Authorities confirmed Clint Ogles was released from prison last summer after serving seven years of a 20-year sentence on a drug charge.

"He told me he wouldn't ever take another chance at that. I said, 'Well, you know how much time you've wasted of your life; don't get back into it,'" Miller said.

Bates, Clint Ogles, and David Ogles were charged with first degree manufacturing, possession of a controlled substance, and felony drug paraphernalia. Massimini was charged with first degree manufacturing and felony drug paraphernalia.

All four were booked in the Morgan County Jail; Bates, Clint and David on a $250,000 bond and Massimini on a $225,000 bond.

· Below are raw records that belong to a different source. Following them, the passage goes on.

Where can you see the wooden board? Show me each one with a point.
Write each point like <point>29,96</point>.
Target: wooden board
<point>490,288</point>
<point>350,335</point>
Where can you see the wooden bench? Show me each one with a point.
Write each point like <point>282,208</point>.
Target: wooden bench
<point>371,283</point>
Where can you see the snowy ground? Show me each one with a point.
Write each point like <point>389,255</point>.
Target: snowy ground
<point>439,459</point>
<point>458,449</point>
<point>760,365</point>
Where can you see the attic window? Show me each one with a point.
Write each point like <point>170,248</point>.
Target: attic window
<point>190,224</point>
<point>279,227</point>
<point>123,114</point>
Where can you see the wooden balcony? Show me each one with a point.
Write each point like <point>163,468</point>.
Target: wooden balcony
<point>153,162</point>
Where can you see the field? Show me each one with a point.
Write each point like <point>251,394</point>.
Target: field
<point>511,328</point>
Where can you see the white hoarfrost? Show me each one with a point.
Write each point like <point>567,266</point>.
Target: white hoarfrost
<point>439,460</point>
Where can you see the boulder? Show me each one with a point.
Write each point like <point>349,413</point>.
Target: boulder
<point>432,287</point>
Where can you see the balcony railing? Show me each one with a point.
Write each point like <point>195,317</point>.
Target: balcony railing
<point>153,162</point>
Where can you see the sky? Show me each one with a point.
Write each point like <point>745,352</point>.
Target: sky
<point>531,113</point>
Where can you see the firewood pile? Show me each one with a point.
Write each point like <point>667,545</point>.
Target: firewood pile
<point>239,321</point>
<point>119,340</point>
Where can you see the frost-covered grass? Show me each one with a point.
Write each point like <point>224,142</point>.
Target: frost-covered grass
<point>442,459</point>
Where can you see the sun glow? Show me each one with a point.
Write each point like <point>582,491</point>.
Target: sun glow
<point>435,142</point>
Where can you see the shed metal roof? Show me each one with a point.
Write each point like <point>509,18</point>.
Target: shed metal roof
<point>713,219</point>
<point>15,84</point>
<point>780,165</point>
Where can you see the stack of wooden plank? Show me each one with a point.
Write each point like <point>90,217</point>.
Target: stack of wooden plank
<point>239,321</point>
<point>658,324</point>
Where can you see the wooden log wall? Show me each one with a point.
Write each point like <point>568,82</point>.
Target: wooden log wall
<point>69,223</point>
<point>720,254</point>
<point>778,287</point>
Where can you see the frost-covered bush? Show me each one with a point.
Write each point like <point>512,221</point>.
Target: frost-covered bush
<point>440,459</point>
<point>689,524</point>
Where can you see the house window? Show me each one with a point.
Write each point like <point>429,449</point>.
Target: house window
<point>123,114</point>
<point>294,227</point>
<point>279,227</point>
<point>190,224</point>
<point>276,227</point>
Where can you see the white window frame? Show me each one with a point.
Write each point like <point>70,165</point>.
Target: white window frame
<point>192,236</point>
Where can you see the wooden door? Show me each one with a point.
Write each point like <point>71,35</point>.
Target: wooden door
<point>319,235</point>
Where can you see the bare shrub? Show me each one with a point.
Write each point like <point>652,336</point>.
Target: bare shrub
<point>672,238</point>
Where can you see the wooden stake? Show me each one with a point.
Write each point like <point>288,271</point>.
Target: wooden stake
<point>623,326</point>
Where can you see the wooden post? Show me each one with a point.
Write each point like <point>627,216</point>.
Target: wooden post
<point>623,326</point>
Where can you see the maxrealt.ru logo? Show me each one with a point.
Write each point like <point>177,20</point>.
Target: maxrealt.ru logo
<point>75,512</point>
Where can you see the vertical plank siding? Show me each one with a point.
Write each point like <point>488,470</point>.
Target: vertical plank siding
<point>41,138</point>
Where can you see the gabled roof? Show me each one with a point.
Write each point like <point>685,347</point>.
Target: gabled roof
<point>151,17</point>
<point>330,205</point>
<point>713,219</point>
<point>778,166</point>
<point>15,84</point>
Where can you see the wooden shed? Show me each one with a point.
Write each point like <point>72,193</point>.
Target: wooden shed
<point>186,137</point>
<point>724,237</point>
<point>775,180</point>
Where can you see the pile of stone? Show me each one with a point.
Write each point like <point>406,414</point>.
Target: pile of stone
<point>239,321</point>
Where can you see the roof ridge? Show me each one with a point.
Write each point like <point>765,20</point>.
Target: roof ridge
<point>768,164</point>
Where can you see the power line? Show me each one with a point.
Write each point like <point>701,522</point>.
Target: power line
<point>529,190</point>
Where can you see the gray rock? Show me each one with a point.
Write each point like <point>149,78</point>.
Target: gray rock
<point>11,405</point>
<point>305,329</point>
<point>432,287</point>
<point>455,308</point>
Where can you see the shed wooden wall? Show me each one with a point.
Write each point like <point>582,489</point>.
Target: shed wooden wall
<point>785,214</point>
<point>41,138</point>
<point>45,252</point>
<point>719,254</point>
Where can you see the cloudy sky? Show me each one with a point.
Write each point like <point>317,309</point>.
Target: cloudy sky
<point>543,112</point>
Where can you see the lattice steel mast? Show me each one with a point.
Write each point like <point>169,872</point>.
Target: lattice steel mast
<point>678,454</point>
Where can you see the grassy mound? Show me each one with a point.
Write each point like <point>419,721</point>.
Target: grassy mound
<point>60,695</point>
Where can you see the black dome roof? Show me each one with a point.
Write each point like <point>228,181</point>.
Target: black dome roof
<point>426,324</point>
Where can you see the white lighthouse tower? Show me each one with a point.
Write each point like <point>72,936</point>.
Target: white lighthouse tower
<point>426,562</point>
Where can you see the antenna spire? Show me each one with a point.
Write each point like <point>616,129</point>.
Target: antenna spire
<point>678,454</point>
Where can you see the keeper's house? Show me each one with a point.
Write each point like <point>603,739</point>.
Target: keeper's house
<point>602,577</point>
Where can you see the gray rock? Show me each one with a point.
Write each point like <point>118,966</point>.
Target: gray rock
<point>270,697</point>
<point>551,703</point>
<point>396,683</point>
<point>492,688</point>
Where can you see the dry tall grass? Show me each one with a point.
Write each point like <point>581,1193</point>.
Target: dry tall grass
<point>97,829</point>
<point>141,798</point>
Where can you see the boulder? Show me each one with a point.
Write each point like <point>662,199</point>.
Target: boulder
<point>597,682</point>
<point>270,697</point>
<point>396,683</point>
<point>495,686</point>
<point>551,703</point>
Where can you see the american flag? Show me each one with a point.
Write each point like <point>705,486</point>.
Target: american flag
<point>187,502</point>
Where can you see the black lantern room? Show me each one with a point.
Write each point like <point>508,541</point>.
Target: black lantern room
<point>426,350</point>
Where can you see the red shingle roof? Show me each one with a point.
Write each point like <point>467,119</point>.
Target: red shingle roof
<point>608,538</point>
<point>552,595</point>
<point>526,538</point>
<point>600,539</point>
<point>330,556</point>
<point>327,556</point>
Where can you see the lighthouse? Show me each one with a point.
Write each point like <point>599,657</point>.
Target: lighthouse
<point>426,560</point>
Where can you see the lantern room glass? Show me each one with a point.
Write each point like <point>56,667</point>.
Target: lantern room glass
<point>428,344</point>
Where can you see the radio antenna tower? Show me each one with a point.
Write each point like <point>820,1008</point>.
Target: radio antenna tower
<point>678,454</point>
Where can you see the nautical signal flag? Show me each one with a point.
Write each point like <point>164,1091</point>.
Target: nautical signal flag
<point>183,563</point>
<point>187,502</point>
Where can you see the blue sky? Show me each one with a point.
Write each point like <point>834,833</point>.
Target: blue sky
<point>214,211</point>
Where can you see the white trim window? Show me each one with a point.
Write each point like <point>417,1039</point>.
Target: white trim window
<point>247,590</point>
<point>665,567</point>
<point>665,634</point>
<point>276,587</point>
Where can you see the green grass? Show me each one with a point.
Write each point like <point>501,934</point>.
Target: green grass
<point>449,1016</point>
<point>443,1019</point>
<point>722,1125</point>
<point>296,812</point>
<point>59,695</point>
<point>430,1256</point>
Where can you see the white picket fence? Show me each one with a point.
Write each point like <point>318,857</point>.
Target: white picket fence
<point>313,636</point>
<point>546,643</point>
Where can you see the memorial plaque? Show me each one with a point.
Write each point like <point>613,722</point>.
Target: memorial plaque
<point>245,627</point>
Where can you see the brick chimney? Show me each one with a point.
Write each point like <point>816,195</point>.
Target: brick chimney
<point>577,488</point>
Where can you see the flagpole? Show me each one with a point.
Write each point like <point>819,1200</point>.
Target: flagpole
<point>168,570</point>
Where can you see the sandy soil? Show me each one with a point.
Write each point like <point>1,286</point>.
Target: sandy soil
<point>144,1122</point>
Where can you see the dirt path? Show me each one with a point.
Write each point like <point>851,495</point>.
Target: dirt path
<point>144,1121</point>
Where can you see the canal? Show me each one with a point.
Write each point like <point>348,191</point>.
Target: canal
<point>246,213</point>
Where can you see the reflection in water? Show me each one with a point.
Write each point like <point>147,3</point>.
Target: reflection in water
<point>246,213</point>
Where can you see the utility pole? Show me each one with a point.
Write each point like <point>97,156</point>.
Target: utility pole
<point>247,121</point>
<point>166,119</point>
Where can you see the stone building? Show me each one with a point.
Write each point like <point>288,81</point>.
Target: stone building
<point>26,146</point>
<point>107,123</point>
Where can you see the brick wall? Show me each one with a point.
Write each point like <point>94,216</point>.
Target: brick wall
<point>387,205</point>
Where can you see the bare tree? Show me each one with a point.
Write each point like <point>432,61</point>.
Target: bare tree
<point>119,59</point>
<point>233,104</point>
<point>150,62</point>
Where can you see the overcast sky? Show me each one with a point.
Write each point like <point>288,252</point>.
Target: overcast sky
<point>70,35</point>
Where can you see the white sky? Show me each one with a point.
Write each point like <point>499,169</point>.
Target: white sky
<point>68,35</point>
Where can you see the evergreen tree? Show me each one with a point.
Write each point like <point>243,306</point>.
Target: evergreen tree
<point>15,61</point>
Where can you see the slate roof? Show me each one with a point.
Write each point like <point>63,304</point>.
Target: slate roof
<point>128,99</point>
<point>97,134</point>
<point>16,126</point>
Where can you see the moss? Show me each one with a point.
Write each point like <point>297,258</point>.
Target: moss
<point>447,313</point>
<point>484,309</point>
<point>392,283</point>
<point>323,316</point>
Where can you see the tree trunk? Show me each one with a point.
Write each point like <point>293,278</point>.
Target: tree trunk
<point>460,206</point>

The house sits around a quarter of a mile from Priceville Elementary, but authorities said that will not impact the charges.

Someone convicted of dealing drugs that close to a school faces additional time in prison, but there is no extra sentencing for someone convicted of manufacturing drugs that close to a school in Alabama.

Franklin wants that changed.

"When you have manufacturing of methamphetamine going on, you've got an awful lot of folks that are in that business now that are dangerous. They are paranoid. They are using drugs, most likely addicts," she said. "So that is something that doesn't need to be around our school children."

Franklin said she will work with local legislators to get a bill introduced during the next legislative session that would add prison time for manufacturing drugs within 2,000 feet of a school or day care center.